Generating a lot of dirty pages is blocking synchronous writes

Solution 1:

A couple of things I'd be interested to know the result of.

  1. initially creating the large file with fallocate then writing into it.

  2. Setting dirty_background_bytes much much lower (say 1GiB) and using CFQ as the scheduler. Note that in this test it might be a better representation to run the small in the middle of the big run.

So for option 1, you might find you avoid all the data=ordered semantics as the block allocation is done already (and quickly) because it was pre-allocated via fallocate and metadata is setup prior to the write. It would be useful to test if this really is the case. I have some confidence though it will improve performance.
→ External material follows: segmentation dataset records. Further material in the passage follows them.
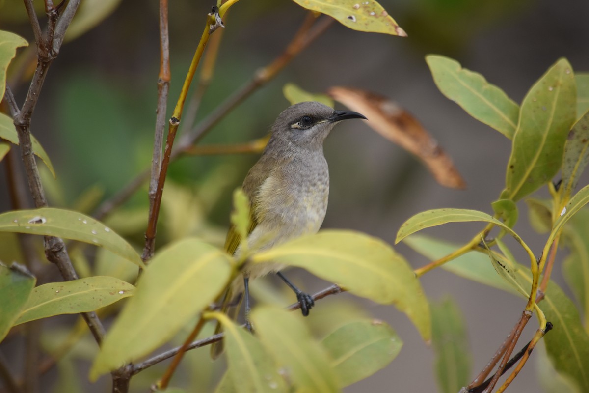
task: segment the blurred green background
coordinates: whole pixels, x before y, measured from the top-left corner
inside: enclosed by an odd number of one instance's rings
[[[489,204],[504,184],[509,157],[509,141],[471,118],[438,91],[424,56],[436,53],[455,58],[519,103],[530,87],[559,57],[567,57],[575,71],[589,70],[586,51],[589,3],[573,0],[380,2],[408,38],[362,33],[335,24],[275,80],[216,126],[202,143],[236,143],[263,136],[289,105],[282,93],[287,82],[312,92],[343,85],[391,97],[439,141],[454,160],[468,187],[463,191],[444,189],[408,153],[385,142],[365,125],[350,122],[340,126],[325,144],[331,193],[323,227],[360,230],[392,243],[401,223],[422,210],[452,207],[490,212]],[[168,116],[211,5],[201,1],[170,2],[173,76]],[[214,78],[197,118],[210,113],[248,81],[256,70],[280,53],[305,14],[289,0],[242,0],[236,5],[227,19]],[[0,28],[31,41],[31,29],[24,16],[19,2],[0,1]],[[71,207],[90,187],[102,190],[102,197],[107,198],[149,167],[158,64],[154,0],[121,1],[95,28],[64,45],[51,67],[32,121],[33,133],[47,150],[58,173],[55,184],[48,180],[48,185],[54,186],[49,190],[52,190],[50,204]],[[28,81],[13,83],[17,100],[22,103]],[[168,202],[164,202],[160,221],[161,239],[197,234],[221,242],[231,191],[256,158],[254,155],[190,157],[174,162],[169,173],[173,183],[167,183],[164,192]],[[583,184],[587,184],[584,181]],[[3,170],[0,184],[5,184]],[[100,196],[100,192],[97,195]],[[132,227],[127,234],[134,236],[138,244],[143,230],[138,229],[144,227],[147,206],[144,188],[125,206],[128,216],[123,220]],[[525,207],[521,207],[515,229],[532,249],[539,250],[544,238],[531,232],[525,218]],[[0,211],[10,209],[7,193],[0,192]],[[121,224],[120,227],[123,227]],[[433,229],[428,233],[464,242],[479,229],[476,224],[454,224]],[[403,245],[395,248],[414,267],[426,263]],[[310,292],[325,286],[305,272],[291,275],[304,282]],[[554,279],[562,282],[558,265]],[[478,372],[519,318],[525,302],[439,269],[426,275],[422,282],[431,299],[449,293],[457,300],[466,320],[474,354],[472,369]],[[327,312],[332,303],[358,301],[367,312],[388,321],[405,342],[399,355],[386,370],[345,391],[436,391],[432,351],[403,315],[391,307],[353,300],[347,295],[333,298],[337,299],[320,302],[313,313]],[[522,337],[531,337],[535,328],[535,322],[531,322]],[[9,352],[11,348],[6,350]],[[18,362],[24,355],[14,356]],[[57,374],[44,377],[47,384],[42,391],[60,391],[53,386]],[[542,391],[538,374],[535,362],[530,362],[511,391]],[[106,380],[101,381],[94,387],[86,387],[85,391],[104,391]]]

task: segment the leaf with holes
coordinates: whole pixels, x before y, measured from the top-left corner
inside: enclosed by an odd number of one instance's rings
[[[328,15],[353,30],[407,37],[377,2],[358,0],[293,0],[303,8]]]
[[[0,231],[58,236],[104,247],[143,266],[131,245],[108,227],[77,212],[54,207],[14,210],[0,214]]]
[[[224,252],[196,238],[156,253],[107,335],[91,379],[137,360],[171,338],[227,286],[231,263]]]

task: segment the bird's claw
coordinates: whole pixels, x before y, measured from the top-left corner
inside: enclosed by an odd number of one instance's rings
[[[313,296],[309,293],[305,292],[299,292],[296,294],[296,299],[300,305],[300,311],[303,313],[303,316],[309,315],[309,311],[315,305],[315,301],[313,300]]]

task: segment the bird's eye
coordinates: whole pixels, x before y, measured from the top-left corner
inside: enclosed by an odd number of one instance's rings
[[[302,118],[300,119],[300,123],[302,126],[310,126],[312,123],[313,123],[313,119],[309,116],[303,116]]]

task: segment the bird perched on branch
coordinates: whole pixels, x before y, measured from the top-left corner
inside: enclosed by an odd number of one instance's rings
[[[303,235],[317,232],[325,217],[329,193],[329,173],[323,156],[323,141],[336,123],[366,118],[351,111],[336,111],[317,102],[296,104],[276,119],[270,140],[258,161],[250,170],[242,188],[251,206],[247,238],[250,252],[262,251]],[[232,255],[240,252],[240,235],[231,226],[225,247]],[[279,272],[278,264],[247,262],[224,300],[227,305],[244,292],[246,316],[249,311],[250,279],[277,272],[296,294],[305,316],[313,298]],[[248,325],[249,326],[249,325]]]

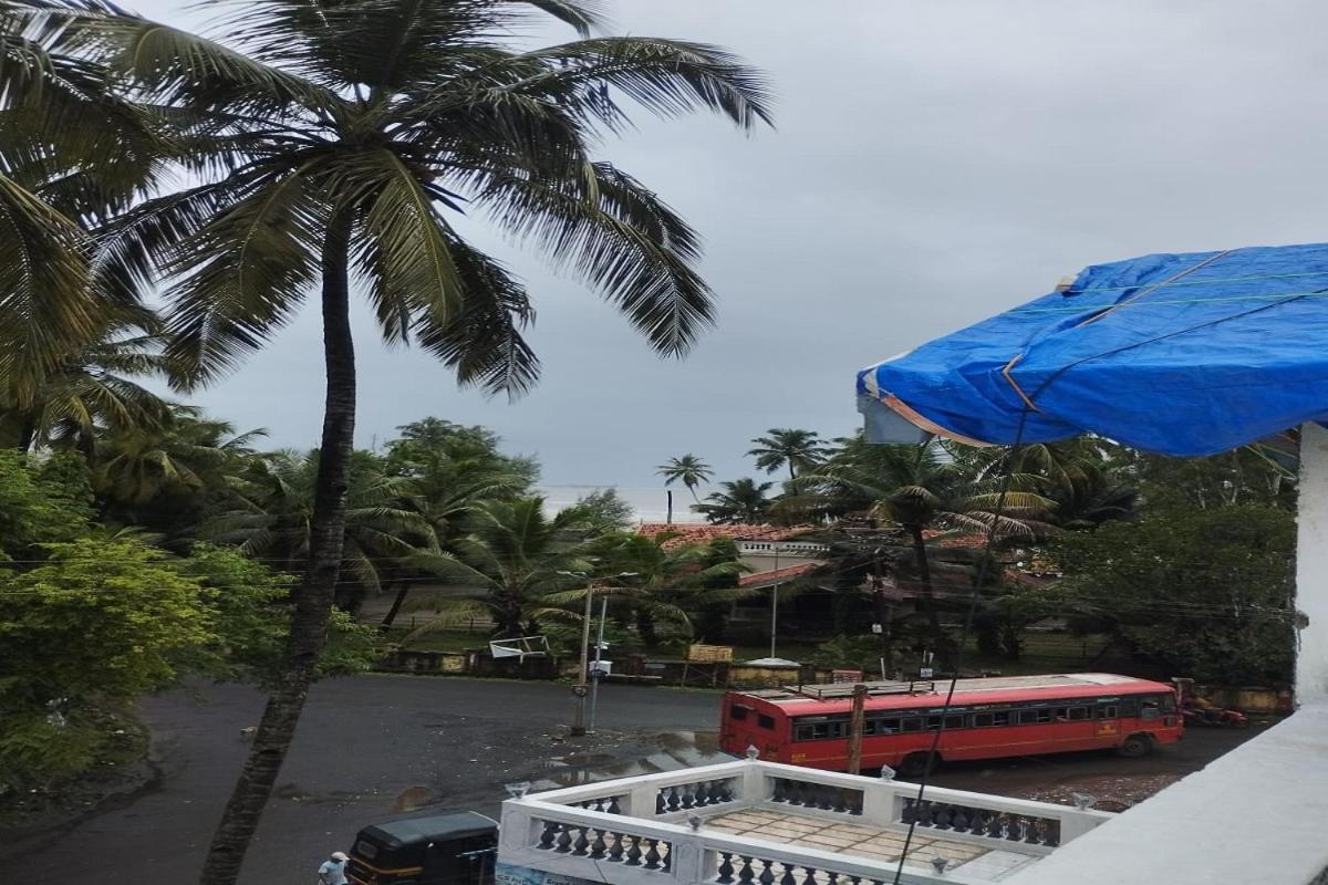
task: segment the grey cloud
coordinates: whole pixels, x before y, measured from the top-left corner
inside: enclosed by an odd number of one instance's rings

For option 2, you can use ionice a bit more. Deadline is demonstrably faster than CFQ although CFQ attempts to organize IO per-process such that you find it gives you better share of the IO through each process.

I read somewhere (cant find a source now) that dirty_background_ratio will block writes against the individual committing process (effectively making the big process slower) to prevent one process starving all the others. Given how little information I can find now on that behaviour, I have less confidence this will work.

Oh: I should point out that fallocate relies on extents and you'll need to use ext4.

Solution 2:

I'm replying to my own questions, but if anyone could suggest something better I would be extremely grateful :)

having 4GB dirty memory at the end of the test, I conclude that the IO scheduler has not been called in above test. Is that right?

This is completely wrong. The amount of dirty memory is not a good indicator. This can be easily proved by just running iostat and check that a lot of writing is happening when the dd oflag=sync is running.

is there a way to investigate deeper what is blocked? Any interesting counters to watch?

perf record -e 'jbd:*' -e 'block:*' -ag

For newer kernels, replace jbd by jbd2.

Any idea on the source of the contention?

In fact for an ext3 with data=ordered, the journalling thread is responsible of flushing the data on the disk. The flush happens in the order of the writes. The frequency of flushing can be controlled using the commit option when mounting the file system.

An interesting experiment: mount the file system with commit=60 and disable the writeback thread. When running the first dd, it completes in 2s, and iostat shows that no IO was generated!

When running the second dd with oflag=sync, all the IO generated by the first dd are flushed to the disk.

we are thinking of either reducing the dirty_ratio values, either performing the first dd in synchronous mode.

for the record both solutions give good results. Another good idea is to put those big files on a separate file system (possibly mounted with data=writeback)

This is not linked specifically to SLES11 or older kernels. The same behavior is experienced on all the kernels I've tried.